初春の青空に鳥が鳴く。静けさが、強調された。何となく、重い。
――と、ぐいっと腕が引き寄せられた。
「何」
するんですか、と言い終える前に右頬に伯爵の手が触れ、まずいと思う間もなく唇が重ねられた。口髭の感触が懐かしい、などと感じた次の一瞬でエイルは飛び退く。
「何っ、すんですかっ」
改めて叫ぶ。
「うむ、久しぶりだ」
「答えになってませんっ、てか、駄目ですからね!? 相手の許可なしにこういう行為は!?」
エイルはふるふると拳を振るわせた。
「頼りなげな表情を見せるからだ。それだけ心を許している、となれば無論、口づけのひとつやふたつは許されていると思うだろう」
「許してませんっ、拡大解釈せんでくださいっ」
両の拳を握りしめたままでエイルは抗議する。
「俺が許したのでれば、気を許したってとこですね。それが間違いでした」
「巧いことを言う」
ゼレットは笑い、エイルは息を吐いた。クラーナの忠告はいつでも的確だ。――ゼレットは「油断ならない人」である。
「ふむ」
面白がるような声に、エイルははっとなった。
「お邪魔かな?」
「――オルエン!」
振り返れば、そこには白金髪の魔術師がにやにやしながら立っている。
「てめっ、どこで油売ってやがったっ」
心配したぞ、などという台詞は絶対に言ってやるもんか、と青年は思った。
「何をかりかりしておる。
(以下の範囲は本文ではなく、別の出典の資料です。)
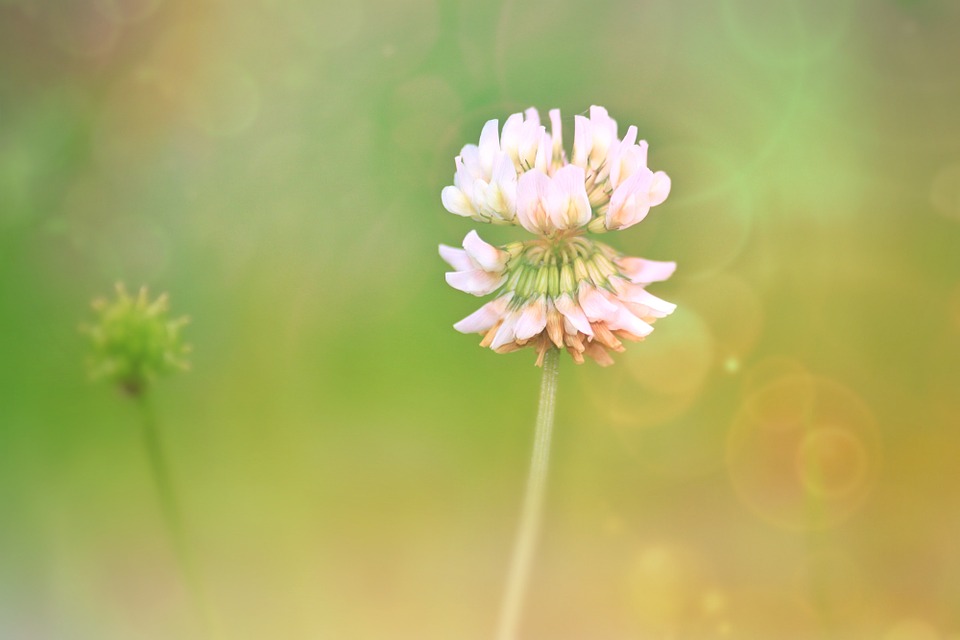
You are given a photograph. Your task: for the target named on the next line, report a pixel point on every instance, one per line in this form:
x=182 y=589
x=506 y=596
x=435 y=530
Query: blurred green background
x=778 y=460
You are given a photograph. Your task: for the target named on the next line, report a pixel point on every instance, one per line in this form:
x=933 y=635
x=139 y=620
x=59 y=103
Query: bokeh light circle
x=831 y=461
x=803 y=453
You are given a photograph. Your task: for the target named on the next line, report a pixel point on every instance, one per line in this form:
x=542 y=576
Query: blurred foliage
x=777 y=460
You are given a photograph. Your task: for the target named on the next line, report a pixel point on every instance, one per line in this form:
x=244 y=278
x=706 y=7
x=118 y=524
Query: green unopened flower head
x=135 y=341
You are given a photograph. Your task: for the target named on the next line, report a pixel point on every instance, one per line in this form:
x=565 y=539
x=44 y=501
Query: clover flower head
x=134 y=340
x=561 y=289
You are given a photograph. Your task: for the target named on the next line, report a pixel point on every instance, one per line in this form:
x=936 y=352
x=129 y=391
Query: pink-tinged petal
x=529 y=144
x=532 y=189
x=501 y=195
x=532 y=320
x=556 y=132
x=456 y=201
x=456 y=258
x=485 y=255
x=627 y=162
x=594 y=305
x=625 y=320
x=476 y=282
x=629 y=202
x=582 y=140
x=510 y=138
x=481 y=320
x=660 y=188
x=507 y=331
x=567 y=202
x=532 y=116
x=574 y=314
x=604 y=130
x=643 y=271
x=636 y=293
x=544 y=152
x=630 y=323
x=489 y=146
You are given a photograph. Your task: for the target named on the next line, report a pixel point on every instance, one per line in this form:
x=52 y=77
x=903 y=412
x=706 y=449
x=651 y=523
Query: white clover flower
x=561 y=289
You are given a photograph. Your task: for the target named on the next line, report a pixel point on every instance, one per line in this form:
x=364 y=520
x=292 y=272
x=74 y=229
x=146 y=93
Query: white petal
x=500 y=197
x=532 y=189
x=532 y=116
x=556 y=132
x=643 y=271
x=530 y=137
x=477 y=282
x=568 y=204
x=532 y=320
x=456 y=258
x=595 y=306
x=510 y=138
x=629 y=202
x=582 y=140
x=506 y=333
x=636 y=293
x=627 y=162
x=660 y=188
x=574 y=314
x=485 y=255
x=630 y=323
x=483 y=318
x=489 y=147
x=456 y=201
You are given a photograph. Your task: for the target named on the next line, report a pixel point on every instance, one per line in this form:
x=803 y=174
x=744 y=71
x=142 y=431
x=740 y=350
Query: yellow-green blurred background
x=778 y=460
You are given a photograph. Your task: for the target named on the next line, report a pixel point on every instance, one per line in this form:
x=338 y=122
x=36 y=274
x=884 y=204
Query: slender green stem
x=529 y=529
x=170 y=509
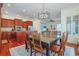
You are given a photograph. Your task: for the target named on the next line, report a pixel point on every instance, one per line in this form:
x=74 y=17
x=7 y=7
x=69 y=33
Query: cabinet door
x=18 y=22
x=4 y=23
x=7 y=23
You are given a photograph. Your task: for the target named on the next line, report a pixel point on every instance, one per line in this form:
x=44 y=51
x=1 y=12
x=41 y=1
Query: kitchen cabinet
x=7 y=23
x=24 y=25
x=18 y=22
x=20 y=36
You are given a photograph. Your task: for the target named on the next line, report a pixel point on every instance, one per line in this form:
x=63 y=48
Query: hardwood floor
x=12 y=43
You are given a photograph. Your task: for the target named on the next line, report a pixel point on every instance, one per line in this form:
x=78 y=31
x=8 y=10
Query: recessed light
x=6 y=12
x=17 y=14
x=8 y=5
x=24 y=10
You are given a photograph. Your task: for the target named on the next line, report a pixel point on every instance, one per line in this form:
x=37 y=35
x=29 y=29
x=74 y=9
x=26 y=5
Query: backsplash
x=7 y=29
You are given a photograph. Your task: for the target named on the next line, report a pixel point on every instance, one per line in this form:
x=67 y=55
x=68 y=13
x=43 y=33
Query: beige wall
x=69 y=12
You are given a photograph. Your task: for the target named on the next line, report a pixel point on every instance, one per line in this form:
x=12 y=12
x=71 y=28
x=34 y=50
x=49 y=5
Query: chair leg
x=35 y=53
x=31 y=51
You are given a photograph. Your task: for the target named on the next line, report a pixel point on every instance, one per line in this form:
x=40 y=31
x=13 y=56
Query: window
x=75 y=25
x=72 y=25
x=68 y=25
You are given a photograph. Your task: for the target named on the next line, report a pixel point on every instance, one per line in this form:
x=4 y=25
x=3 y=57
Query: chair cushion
x=38 y=48
x=55 y=48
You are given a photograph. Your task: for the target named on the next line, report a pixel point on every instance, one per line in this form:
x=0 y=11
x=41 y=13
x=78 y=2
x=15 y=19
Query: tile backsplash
x=6 y=29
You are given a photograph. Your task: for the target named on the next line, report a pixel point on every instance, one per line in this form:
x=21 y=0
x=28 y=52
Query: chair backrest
x=36 y=38
x=63 y=40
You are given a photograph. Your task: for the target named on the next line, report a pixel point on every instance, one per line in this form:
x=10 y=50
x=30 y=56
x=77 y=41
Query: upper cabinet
x=26 y=24
x=18 y=22
x=7 y=23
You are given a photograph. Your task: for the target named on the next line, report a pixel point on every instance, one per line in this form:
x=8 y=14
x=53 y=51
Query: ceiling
x=30 y=10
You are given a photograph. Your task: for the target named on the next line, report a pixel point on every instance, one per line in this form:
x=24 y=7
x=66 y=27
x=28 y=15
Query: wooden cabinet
x=20 y=36
x=28 y=23
x=24 y=25
x=18 y=22
x=7 y=23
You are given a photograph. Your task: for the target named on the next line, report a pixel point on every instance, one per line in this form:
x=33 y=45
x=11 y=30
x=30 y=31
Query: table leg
x=47 y=51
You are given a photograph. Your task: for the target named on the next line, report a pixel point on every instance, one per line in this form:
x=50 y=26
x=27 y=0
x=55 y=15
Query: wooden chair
x=59 y=49
x=28 y=44
x=37 y=44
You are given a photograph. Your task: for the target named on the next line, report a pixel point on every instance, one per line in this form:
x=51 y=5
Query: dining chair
x=59 y=49
x=37 y=44
x=77 y=49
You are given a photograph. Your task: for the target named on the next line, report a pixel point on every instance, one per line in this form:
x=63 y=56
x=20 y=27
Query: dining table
x=46 y=41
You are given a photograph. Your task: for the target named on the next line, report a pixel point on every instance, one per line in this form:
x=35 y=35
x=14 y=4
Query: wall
x=72 y=11
x=36 y=25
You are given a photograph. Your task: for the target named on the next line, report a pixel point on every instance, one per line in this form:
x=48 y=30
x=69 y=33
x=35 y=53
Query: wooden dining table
x=46 y=41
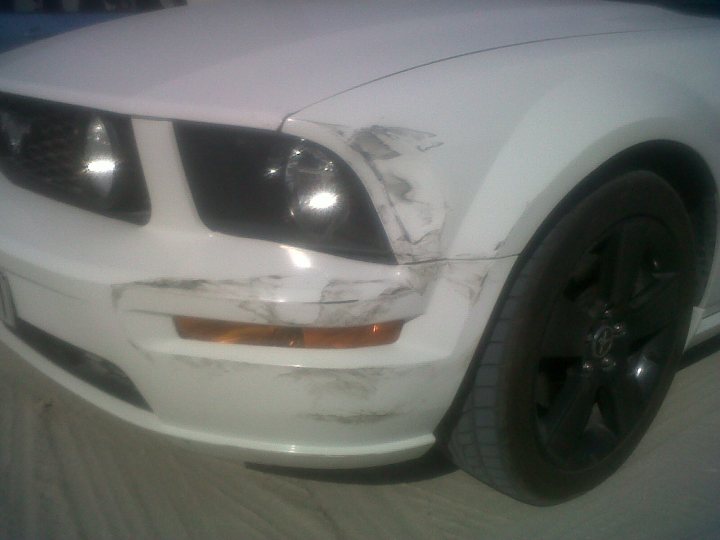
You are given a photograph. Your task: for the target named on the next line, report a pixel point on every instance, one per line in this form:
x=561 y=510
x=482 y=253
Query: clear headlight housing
x=276 y=187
何も、即刻、一瞬でここにくるとは言っておらんだろう」
「そりゃ……言わなかったかもしれないけどさ」
用事があったとでも言う訳だろうか。危惧が杞憂で済んだのは上等だが、何だか納得がいかない。
「さて、では貴殿が噂のゼレット閣下ですな」
オルエンは面白そうな表情のままで言った。
「我が弟子に男性の恋人がふたり以上いなければですが」
「誰が弟子で恋人だっ!」
「おぬしがオルエン殿、か」
ゼレットはじっと若い姿の老魔術師を見た。
「ほう……成程、これはまた」
伯爵はしげしげと眺め続ける。
「匂いたつような美青年、と言うやつだな」
「忘れてるといけないんでクラーナの言ったこと繰り返しますけど」
エイルは嘆息混じりに言った。
「中身は相当の爺様ですからね、それ」
「師匠に対して『それ』呼ばわりか」
オルエンは唇を歪めたが、エイルは無視をした。
「何の。妬くでない。俺には、お前の方が何十倍も魅力的だ」
「阿呆なこと言わんでくださいっ」
「そんなに自分の容姿に自信がないのか?」
ゼレットの的外れな質問にエイルはがくっとなる。
「そういうこと言ってんじゃありません、俺は妬いてなんかいないって言ってるんです」
エイルの主張は、ゼレットには肩をすくめられただけだった。
「素直でない」
ゼレットはにやりとし、それらのやりとりにオルエンもにやにやとしていた。おそらく、いや、間違いなく、面白くないのはエイルだけである。